In 1967, Timothy Leary told us to turn on, tune in and drop out. In 1979, Pink Floyd told us we don’t need no education. Today, Lindsay Henwood revisits these sentiments, though presumably without the influence of LSD. In her essay, Wandering Education, she re-introduces us to the idea that there is so much that can be learned from exploring and interacting with the big world that exists just beyond the small worlds we tend to get stuck in. Through this monthly series, we’ll keep moving with her through Africa, China, Patagonia, France, California, Vietnam, and wherever else she manages to register for life lessons. Here is her syllabus for the next few months.
Practical and retainable education didn’t really happen for me until I packed up my bag and went traveling.
Africa inspired a raw and wide-angle perception of the world. Witnessing gratitude and complete genuine joy in children who had nothing but each other. Rwanda exposed a different light on humanity. I learned what raw happiness and compassionate forgiveness looks like after being stripped bare from civil war and Genocide. Kenya and Tanzania revealed significant beauty through landscape and wildlife. I learned my passion for travel, adventure, appreciation of sight and other senses, and the beauty that a simple night sky has to offer in the middle of the Serengeti. Patagonia taught humility, respect and awe of our natural environment. China enlightened a darker side of humanity. Vietnam shared the importance of family. Indonesia bore the simple beauty of living in the present and painted a vibrant and colorful landscape. California rippled great waves and inner challenges I hadn’t yet encountered. My current home in Tofino, British Columbia, taught complete acceptance and community.
These lessons have unmasked who I am, my passions, my purpose, and what is real. After having just returned from a solitary road trip in California, it is evident that my perception and what I feel comes from both my internal and external experiences, which are the foundation of my knowledge, and these experiences outline my ideas.*
Growing up, school was a big challenge for me. Conventional school taught me some multiplication and French grammar, but no one ever gave reason to why we were learning these tools. Naturally, this led to mental stagnation and disinterest. Finally and with an illuminating impact, I read on the purpose of mathematics from an easy-to-read book on physics that I paraphrase in this article (see below). Until then, I didn’t know how mathematics connected to my life. That it innovated modes of travel, influences my choice of surfboard, and even about my own inner-development. I just thought it was random numbers, problems, and formulas that we had to figure out as students and therefore I focused on systematic memorization and doing my best so I could get my B-, forget everything, and call it a year of “learning”. Tutorials, endless studying, and asking friends for help in the attempt to carelessly and temporarily memorize everything. At the time it seemed as though my life depended on it, now I feel as though I could have used my time in a more quality way.

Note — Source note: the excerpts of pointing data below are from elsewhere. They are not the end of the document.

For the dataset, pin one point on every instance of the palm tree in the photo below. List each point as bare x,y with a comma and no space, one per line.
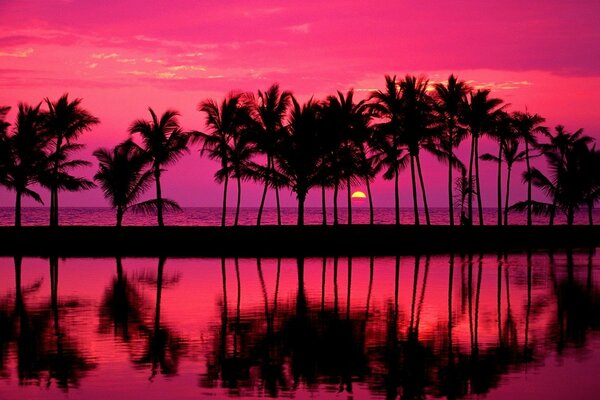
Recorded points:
28,159
123,177
226,123
450,101
64,122
268,110
560,143
164,142
417,128
527,127
298,157
479,115
387,106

There is so much learning potential in the conventional schooling system, but it highly depends on teachers who are passionate about what they were teaching. I’ll never forget my English-Literature teacher in my last year of secondary school. I hadn’t found a care for literature, until her class. She taught with so much enthusiasm and joy that I couldn’t help but learn and get just as stoked as she was on poetry and the classics. At the end she wrote an individual note to each student. My note said: “Lindsay, you breathe life like a normal person breaths air.” I will never forget it. And I will never forget her. Creating a legend in a child’s mind as a figure of education is a difficult task and a passion-induced art form. My English-literature teacher worked harder than any other teacher I had, but her impact on us students was unforgettable.
Experience opened my eyes and mind. On a linguistic note, I didn’t truly learn French in French Immersion until I moved myself to France and was immersed in it. Most of the biology I learned came from going to the beach and tide pooling, hiking in the forest every day after school with my dogs, and a family trip to the Arctic where I was exposed to a completely different culture. Social and cultural sciences didn’t make sense until I observed first-hand in different countries.
When you are exposed to the education that experience has to offer, the curtains come down and light shines on your vision and what you want to accomplish in your life. The quality of education relies on your hunger to learn, curiosity levels, and simply asking with childlike enthusiasm: “Why?”